The unique roof comprises sets of interlocking vaulted concrete ‘shells’ set upon a vast terraced platform and surrounded by terraced areas that function as pedestrian concourses. The two main halls are arranged side by side, with their long axes, slightly inclined from each other, generally running north-south. The auditoria face south, away from the harbour with the stages located between the audience and the city. The Forecourt is a vast open space from which people ascend the stairs to the podium. The Monumental Steps, which lead up from the Forecourt to the two main performance venues, are a great ceremonial stairway nearly 100 metres wide.

The vaulted roof shells were designed by Utzon in collaboration with internationally renowned engineers Ove Arup & Partners with the final shape of the shells derived from the surface of a single imagined sphere. Each shell is composed of pre-cast rib segments radiating from a concrete pedestal and rising to a ridge beam. The shells are faced in glazed off-white tiles while the podium is clad in earth-toned, reconstituted granite panels. The glass walls are a special feature of the building, constructed according to the modified design by Utzon’s successor architect, Peter Hall.

The history surrounding the design and construction of the building became as controversial as its design. In 1956 the NSW Government called an open-ended international design competition and appointed an independent jury. The competition brief provided broad specifications to attract the best design talent in the world; it did not specify design parameters or set a cost limit. The main requirement of the competition brief was a design for two performance halls, one for opera and one for symphony concerts. Reputedly rescued from a pile of discarded submissions, Jørn Utzon’s winning entry created great community interest and the NSW Government’s decision to commission Utzon as the sole architect was unexpected, bold and visionary.

Design and construction were closely intertwined. Utzon’s radical approach to the construction of the building fostered an exceptional collaborative and innovative environment. The design solution and construction of the shell structure took eight years to complete and the development of the special ceramic tiles for the shells took over three years. The project was not helped by the changes to the brief. Construction of the shells was one of the most difficult engineering tasks ever to be attempted. The revolutionnary concept demanded equally revolutionary engineering and building techniques. Baulderstone Hornibrook (then Hornibrook Group) constructed the roof shells and the interior structure and fit-out.

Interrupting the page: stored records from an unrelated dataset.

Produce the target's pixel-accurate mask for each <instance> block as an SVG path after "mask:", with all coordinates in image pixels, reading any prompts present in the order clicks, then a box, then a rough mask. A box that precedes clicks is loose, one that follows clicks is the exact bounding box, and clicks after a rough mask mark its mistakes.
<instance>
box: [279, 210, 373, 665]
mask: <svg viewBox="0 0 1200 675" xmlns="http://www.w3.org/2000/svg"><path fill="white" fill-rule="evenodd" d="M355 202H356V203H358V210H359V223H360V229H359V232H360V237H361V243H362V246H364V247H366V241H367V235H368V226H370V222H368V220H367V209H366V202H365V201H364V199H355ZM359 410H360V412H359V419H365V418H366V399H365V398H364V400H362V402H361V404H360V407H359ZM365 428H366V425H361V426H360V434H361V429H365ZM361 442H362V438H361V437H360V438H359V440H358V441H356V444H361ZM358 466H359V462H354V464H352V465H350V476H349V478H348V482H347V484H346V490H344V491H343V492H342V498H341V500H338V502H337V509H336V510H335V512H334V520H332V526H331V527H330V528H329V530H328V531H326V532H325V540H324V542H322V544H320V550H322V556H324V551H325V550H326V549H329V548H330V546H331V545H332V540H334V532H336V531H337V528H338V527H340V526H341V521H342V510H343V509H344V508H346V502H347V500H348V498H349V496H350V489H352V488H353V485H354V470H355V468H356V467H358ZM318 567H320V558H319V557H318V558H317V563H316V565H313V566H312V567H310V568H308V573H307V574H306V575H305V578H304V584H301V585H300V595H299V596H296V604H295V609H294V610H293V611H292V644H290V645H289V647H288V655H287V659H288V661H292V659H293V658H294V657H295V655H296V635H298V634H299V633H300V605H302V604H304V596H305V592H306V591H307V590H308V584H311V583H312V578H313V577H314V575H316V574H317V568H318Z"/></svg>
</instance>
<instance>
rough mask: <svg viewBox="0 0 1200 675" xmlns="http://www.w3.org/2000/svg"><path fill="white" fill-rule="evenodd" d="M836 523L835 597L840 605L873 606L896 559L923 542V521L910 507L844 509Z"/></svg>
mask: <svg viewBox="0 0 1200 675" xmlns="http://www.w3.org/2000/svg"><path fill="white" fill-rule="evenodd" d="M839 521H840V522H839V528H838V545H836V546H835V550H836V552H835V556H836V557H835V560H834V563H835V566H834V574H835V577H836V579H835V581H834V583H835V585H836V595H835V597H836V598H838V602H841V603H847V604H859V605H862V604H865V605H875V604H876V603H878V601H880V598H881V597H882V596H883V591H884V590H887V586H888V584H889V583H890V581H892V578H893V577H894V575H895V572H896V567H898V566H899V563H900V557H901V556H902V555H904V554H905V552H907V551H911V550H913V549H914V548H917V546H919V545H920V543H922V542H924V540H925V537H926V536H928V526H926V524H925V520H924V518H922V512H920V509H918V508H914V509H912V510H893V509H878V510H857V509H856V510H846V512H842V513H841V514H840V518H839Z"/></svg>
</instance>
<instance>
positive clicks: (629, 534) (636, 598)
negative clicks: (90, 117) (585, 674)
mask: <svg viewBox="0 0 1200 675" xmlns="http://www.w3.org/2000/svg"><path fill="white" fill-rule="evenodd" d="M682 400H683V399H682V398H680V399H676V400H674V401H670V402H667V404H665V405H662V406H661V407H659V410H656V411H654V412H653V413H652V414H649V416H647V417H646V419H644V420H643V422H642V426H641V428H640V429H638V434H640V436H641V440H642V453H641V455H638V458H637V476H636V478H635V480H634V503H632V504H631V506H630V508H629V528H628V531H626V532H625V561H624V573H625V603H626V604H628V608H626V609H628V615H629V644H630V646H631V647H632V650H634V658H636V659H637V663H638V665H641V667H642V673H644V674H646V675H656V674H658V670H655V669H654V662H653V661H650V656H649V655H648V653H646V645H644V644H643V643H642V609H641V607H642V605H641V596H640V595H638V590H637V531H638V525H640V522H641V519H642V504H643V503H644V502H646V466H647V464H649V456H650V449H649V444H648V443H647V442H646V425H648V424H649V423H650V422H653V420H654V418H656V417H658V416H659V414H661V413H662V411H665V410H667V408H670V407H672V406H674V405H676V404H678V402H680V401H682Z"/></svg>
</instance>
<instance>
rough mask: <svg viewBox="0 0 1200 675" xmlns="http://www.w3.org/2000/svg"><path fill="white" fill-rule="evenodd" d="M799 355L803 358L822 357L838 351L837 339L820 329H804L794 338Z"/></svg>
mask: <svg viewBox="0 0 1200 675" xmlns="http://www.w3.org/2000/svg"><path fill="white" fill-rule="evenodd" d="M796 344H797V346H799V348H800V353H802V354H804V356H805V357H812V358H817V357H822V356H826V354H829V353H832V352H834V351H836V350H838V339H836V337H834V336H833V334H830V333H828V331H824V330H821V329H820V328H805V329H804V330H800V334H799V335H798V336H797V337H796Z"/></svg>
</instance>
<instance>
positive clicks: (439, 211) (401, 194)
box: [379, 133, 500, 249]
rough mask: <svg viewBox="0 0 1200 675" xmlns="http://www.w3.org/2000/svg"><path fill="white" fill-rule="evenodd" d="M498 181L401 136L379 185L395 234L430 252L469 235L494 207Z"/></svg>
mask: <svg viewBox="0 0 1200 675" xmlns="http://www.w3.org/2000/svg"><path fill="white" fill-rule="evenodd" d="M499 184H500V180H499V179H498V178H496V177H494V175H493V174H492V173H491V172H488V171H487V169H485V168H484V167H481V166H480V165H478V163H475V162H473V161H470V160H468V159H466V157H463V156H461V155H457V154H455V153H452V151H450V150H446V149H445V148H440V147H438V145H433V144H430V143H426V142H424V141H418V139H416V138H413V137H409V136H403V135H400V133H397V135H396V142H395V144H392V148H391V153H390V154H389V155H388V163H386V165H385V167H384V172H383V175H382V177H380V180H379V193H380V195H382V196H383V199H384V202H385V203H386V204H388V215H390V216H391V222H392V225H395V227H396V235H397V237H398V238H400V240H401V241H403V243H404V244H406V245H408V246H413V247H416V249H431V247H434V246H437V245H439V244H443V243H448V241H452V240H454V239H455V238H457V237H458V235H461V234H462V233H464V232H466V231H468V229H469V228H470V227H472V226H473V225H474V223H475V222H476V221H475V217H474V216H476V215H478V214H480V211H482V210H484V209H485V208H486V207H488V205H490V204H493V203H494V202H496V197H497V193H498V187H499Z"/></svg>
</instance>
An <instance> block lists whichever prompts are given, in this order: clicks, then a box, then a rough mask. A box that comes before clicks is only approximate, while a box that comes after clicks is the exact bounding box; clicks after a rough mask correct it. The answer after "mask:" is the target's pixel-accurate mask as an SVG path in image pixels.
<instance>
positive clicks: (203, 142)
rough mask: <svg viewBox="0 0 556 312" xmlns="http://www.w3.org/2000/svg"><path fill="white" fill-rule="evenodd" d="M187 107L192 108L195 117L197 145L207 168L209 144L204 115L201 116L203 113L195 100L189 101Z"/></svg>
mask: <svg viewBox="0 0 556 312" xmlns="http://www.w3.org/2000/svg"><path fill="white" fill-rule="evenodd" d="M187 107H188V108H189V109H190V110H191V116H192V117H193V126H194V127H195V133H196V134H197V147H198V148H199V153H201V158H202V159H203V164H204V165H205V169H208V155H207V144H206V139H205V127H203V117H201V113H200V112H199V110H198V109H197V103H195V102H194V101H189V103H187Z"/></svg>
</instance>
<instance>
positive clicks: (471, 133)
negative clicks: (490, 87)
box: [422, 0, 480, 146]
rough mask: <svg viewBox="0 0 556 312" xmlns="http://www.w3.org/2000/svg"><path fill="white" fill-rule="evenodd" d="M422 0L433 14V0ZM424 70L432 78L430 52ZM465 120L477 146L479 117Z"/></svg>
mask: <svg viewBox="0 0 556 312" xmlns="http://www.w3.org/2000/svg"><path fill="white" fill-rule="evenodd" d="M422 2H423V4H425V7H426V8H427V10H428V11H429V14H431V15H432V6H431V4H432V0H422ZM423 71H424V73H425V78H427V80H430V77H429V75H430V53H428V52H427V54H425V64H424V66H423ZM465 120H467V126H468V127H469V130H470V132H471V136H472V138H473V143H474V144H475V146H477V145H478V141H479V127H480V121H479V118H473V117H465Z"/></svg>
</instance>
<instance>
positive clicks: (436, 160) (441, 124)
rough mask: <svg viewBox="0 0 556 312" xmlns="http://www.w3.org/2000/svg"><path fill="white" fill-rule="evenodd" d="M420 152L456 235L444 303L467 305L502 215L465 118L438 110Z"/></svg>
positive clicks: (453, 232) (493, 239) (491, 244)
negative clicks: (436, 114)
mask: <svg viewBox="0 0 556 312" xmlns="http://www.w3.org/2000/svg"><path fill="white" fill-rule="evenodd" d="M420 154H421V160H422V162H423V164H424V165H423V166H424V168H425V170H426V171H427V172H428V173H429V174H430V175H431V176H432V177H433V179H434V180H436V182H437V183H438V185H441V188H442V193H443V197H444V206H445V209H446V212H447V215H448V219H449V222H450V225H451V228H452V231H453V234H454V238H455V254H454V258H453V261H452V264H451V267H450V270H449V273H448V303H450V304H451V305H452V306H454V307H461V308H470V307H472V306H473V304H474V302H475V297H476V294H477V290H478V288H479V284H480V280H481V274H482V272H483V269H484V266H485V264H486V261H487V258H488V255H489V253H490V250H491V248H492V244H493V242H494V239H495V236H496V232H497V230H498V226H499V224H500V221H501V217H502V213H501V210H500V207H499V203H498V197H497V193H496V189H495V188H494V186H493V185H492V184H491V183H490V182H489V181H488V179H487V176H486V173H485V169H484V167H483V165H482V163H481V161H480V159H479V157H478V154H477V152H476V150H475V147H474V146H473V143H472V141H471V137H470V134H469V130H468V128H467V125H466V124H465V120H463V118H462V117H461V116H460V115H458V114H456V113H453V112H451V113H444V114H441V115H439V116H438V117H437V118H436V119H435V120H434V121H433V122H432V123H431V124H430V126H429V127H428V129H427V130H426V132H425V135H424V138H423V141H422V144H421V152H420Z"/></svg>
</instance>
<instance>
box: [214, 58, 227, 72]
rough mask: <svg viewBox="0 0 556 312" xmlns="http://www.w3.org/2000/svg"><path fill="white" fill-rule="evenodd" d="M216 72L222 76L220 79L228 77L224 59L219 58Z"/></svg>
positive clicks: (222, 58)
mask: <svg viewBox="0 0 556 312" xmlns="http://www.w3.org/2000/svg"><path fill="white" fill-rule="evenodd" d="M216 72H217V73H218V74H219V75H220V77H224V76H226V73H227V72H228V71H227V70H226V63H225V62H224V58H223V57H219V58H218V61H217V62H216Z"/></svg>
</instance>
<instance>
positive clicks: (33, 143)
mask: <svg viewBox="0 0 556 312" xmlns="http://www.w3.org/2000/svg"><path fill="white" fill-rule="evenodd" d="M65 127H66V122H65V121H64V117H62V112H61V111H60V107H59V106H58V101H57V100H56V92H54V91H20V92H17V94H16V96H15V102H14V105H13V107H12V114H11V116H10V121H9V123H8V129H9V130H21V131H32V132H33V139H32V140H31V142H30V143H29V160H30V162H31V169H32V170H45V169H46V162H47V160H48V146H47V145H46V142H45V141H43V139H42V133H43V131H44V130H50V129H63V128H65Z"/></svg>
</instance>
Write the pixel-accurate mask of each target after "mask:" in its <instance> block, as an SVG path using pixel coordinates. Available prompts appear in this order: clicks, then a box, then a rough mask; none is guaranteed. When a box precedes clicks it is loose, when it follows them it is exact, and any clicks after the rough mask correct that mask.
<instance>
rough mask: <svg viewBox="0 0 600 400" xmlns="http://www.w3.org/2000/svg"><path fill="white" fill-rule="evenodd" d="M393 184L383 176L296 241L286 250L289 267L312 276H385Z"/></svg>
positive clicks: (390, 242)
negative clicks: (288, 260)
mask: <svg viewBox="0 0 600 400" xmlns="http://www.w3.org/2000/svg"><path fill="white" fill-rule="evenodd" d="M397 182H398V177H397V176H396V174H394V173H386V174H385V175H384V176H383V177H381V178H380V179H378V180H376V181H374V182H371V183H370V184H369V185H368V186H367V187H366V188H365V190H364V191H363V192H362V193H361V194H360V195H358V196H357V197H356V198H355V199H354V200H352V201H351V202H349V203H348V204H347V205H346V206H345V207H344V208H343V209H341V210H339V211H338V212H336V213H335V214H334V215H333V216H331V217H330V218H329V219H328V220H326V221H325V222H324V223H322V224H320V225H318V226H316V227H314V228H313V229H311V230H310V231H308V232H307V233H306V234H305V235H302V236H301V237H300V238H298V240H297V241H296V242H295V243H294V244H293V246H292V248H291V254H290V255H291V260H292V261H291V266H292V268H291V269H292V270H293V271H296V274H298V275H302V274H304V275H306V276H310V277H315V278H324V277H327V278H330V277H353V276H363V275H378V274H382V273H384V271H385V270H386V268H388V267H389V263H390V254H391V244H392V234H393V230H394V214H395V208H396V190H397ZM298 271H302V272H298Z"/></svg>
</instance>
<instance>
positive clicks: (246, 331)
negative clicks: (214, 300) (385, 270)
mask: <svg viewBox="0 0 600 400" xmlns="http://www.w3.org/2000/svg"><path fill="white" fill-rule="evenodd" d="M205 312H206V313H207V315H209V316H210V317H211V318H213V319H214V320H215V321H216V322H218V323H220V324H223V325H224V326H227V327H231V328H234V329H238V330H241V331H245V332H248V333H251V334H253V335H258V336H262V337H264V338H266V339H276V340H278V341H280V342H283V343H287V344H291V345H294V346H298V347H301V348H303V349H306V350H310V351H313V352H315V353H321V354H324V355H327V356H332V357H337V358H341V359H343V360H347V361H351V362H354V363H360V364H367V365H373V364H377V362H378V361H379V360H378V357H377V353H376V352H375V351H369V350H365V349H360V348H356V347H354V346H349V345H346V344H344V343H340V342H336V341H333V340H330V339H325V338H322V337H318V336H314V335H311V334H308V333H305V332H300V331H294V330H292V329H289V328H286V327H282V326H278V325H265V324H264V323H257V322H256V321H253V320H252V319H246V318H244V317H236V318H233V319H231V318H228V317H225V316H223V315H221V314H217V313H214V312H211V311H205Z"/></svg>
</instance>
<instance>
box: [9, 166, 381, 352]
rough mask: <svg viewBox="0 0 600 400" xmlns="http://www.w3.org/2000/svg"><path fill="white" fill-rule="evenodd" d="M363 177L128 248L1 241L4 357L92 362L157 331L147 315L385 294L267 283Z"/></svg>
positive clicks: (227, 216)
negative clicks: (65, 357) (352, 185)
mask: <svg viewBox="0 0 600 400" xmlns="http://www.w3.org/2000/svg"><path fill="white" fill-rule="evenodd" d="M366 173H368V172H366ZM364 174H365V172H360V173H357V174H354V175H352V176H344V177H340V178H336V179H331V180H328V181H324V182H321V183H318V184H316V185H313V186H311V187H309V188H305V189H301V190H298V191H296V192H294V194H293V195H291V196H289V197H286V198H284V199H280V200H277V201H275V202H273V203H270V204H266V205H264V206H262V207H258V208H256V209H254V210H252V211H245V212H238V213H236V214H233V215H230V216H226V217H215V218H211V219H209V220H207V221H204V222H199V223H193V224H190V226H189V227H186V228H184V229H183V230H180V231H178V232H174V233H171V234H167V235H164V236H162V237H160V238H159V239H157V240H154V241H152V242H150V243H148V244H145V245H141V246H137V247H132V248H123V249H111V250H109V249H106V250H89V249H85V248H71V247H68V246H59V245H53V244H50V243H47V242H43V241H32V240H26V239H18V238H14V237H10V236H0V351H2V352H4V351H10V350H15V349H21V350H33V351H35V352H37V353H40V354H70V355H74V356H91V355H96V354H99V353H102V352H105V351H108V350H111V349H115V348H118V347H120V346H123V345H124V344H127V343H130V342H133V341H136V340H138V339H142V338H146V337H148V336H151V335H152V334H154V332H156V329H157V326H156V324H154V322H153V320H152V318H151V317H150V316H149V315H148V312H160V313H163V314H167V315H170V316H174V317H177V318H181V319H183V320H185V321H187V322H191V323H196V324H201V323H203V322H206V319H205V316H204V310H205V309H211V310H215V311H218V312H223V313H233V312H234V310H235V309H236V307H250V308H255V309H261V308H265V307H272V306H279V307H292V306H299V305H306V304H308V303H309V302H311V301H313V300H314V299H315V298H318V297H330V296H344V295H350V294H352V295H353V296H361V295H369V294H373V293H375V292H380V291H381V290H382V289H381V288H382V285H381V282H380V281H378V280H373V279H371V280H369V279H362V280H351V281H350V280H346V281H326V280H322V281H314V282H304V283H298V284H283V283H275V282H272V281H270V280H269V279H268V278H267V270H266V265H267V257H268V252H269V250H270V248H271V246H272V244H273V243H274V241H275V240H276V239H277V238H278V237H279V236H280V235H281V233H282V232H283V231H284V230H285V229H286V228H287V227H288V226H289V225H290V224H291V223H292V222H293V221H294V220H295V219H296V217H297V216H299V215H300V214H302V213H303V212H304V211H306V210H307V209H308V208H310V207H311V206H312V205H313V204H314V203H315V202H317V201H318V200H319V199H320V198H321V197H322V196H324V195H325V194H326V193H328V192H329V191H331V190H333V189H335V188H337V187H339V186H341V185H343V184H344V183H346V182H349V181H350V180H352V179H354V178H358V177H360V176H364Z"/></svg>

At the behest of the Australian Broadcasting Commission (ABC) the NSW Government changed the proposed larger opera hall into the concert hall because at the time, symphony concerts, managed by the ABC, were more popular and drew larger audiences than opera. Cost overruns contributed to the public criticism and a change of government caused in 1966 Utzon to resign, street demonstrations and professional controversy. Peter Hall supported by Lionel Todd and David Littlemore in conjunction with the then NSW Government Architect, Ted Farmer completed the glass walls and interiors including adding three previously unplanned venues underneath the Concert Hall on the western side.

Opened by Queen Elizabeth II on October 20, in 1973, new works were undertaken between 1986 and 1988 to the land approach and Forecourt under the supervision of the then NSW Government Architect, Andrew Andersons, with contributions by Peter Hall. For the futureIn 1999, Jørn Utzon was re-engaged as Sydney Opera House architect to develop a set of design principles to act as a guide for all future changes to the building. These principles reflect his original vision and help to ensure that the building’s architectural integrity is maintained.